If there was any buzzword that reigned supreme over the past year related to workplace harassment and discrimination issues, it would be "civility." Given recent history, an emphasis on civility is a laudable goal.
As a nation, we have watched the complaints against large-scale media moguls turn into a movement encouraging women who have suffered harassment and discrimination to step into the light with their experiences -- the #MeToo movement.
The business community was forced to come to terms with the reality that sexual harassment in the workplace is not an aberration that takes place in the shadows, but an omnipresent reality and a condition of work for many employees.
When Harvey Weinstein's victims came forward, they provided accounts of the "wink-wink-nod-nod" culture of harassment that was so blatant that comedians actually joked about his behavior on national television.
The limited statistical data supports this assertion that harassment is not a clandestine action, but a part of the workplace culture for far too many companies.
A recent study published by National Public Radio reported that 81 percent of women and 43 percent of men have experienced sexual harassment. Specifically, this survey exposed that extraordinarily deviant behavior like sexual assault is actually fairly common.
These reports come 30 years after employers began regularly providing sexual harassment training for employees. In 1998, the Supreme Court issued two opinions that had an impact on employer sexual harassment training, deciding companies that have hosted sexual harassment training may be able to avoid liability in a lawsuit.
Since these opinions, employee training on harassment and discrimination has focused on legal standards. Front line management has been instructed on what the law defines as a "hostile work environment" and/or sexual discrimination.
Managers watch slideshows that walk through the history of federal employment law and the standards that apply. The ultimate goal has always been risk management.
While a good step, these trainings have not accomplished a great deal. Given the gravity and inequity of the situation, the Equal Employment Opportunity Commission, the federal agency tasked with enforcing federal employment law, issued a new directive in October 2017.
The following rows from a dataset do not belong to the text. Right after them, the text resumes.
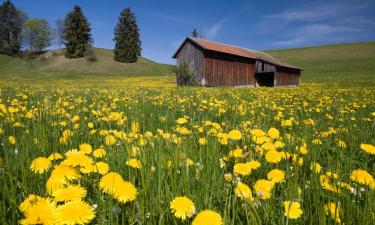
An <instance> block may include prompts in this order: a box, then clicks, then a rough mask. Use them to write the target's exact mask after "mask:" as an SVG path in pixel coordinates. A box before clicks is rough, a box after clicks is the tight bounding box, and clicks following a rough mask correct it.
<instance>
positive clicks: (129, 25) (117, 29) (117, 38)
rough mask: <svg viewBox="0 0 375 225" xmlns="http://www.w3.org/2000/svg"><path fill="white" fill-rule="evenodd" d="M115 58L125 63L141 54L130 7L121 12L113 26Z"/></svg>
mask: <svg viewBox="0 0 375 225" xmlns="http://www.w3.org/2000/svg"><path fill="white" fill-rule="evenodd" d="M113 40H114V41H115V42H116V45H115V49H114V53H115V60H116V61H119V62H125V63H133V62H136V61H137V59H138V56H140V55H141V50H142V48H141V40H140V36H139V29H138V25H137V21H136V18H135V16H134V14H133V13H132V11H131V10H130V8H126V9H124V10H123V11H122V12H121V15H120V18H119V21H118V23H117V25H116V28H115V37H114V39H113Z"/></svg>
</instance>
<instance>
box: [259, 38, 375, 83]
mask: <svg viewBox="0 0 375 225" xmlns="http://www.w3.org/2000/svg"><path fill="white" fill-rule="evenodd" d="M266 52H268V53H270V54H271V55H272V56H274V57H276V58H277V59H279V60H281V61H284V62H287V63H290V64H293V65H296V66H299V67H301V68H303V69H304V71H303V72H302V83H306V82H314V83H326V84H339V85H359V86H375V42H365V43H352V44H339V45H328V46H318V47H306V48H295V49H281V50H271V51H266Z"/></svg>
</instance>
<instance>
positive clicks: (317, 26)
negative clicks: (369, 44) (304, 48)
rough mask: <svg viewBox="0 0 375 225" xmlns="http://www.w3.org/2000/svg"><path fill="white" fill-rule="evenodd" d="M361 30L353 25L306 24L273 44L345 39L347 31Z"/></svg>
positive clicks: (338, 39) (301, 43) (335, 40)
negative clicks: (306, 24) (345, 25)
mask: <svg viewBox="0 0 375 225" xmlns="http://www.w3.org/2000/svg"><path fill="white" fill-rule="evenodd" d="M361 31H363V30H362V29H360V28H355V27H337V26H332V25H329V24H313V25H306V26H302V27H299V28H297V29H295V30H294V31H293V32H291V33H289V34H288V35H285V37H284V39H282V40H278V41H275V42H274V44H275V45H277V46H281V47H290V46H298V45H305V44H308V43H311V42H317V43H319V42H320V41H321V40H324V41H325V42H327V41H345V40H346V39H347V38H346V37H347V36H346V35H345V34H347V33H357V32H361Z"/></svg>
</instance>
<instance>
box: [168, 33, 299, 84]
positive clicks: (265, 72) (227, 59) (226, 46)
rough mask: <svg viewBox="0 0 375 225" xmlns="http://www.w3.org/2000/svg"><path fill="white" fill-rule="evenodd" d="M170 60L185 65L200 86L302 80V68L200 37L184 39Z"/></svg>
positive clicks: (291, 82)
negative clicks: (178, 47)
mask: <svg viewBox="0 0 375 225" xmlns="http://www.w3.org/2000/svg"><path fill="white" fill-rule="evenodd" d="M173 58H175V59H176V60H177V64H178V65H179V64H181V63H186V64H187V65H188V66H189V68H190V70H191V71H193V73H194V79H195V82H196V83H198V84H199V85H201V86H208V87H210V86H253V87H256V86H269V87H273V86H294V85H298V84H299V83H300V80H301V71H302V69H301V68H298V67H295V66H292V65H289V64H287V63H283V62H280V61H279V60H277V59H275V58H274V57H272V56H271V55H269V54H267V53H264V52H260V51H253V50H249V49H245V48H241V47H237V46H230V45H225V44H221V43H216V42H212V41H208V40H204V39H200V38H192V37H188V38H186V39H185V41H184V42H183V43H182V45H181V46H180V47H179V48H178V50H177V51H176V53H175V54H174V55H173ZM178 85H180V84H178Z"/></svg>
The EEOC announced that training should focus on treating employees decently as opposed to simply teaching managers to recognize risk. This training has widely been dubbed as "civility training."
The goal of the training is to encourage employees to treat each other with respect and decency. Further, employees are encouraged to come forward to management, if they observe a co-worker not being treated with respect.
This EEOC initiative has led to a number of positive reforms. Employers have instituted new forms of training that focus on an inclusive and healthy work environment instead of just avoiding a lawsuit.
Along these lines, employers also have reinforced policies that demand that co-workers treat each other with civility. However, these trainings sometimes fail to point out that there are times when it is difficult to act civil.
When an employee has been harassed based on sex or race, the employee's response may not be civil as defined by the employer's code of conduct. Similarly, when an employee is frustrated from a perceived lack of response by management to his or her complaints of harassment or discrimination, the employee might behave in a way that defies the guidelines of civility.
The employer's response to an uncivil response in the face of harassment could define other employees' expectations of whether they can come forward. Even with the most noble of intentions, employers must understand the context of an employee's actions before taking disciplinary action.
If a person has stepped outside the bounds of civility because he or she has been treated in a grossly uncivil manner, any discipline against that employee could be seen as retaliation instead of enforcing workplace codes of conduct.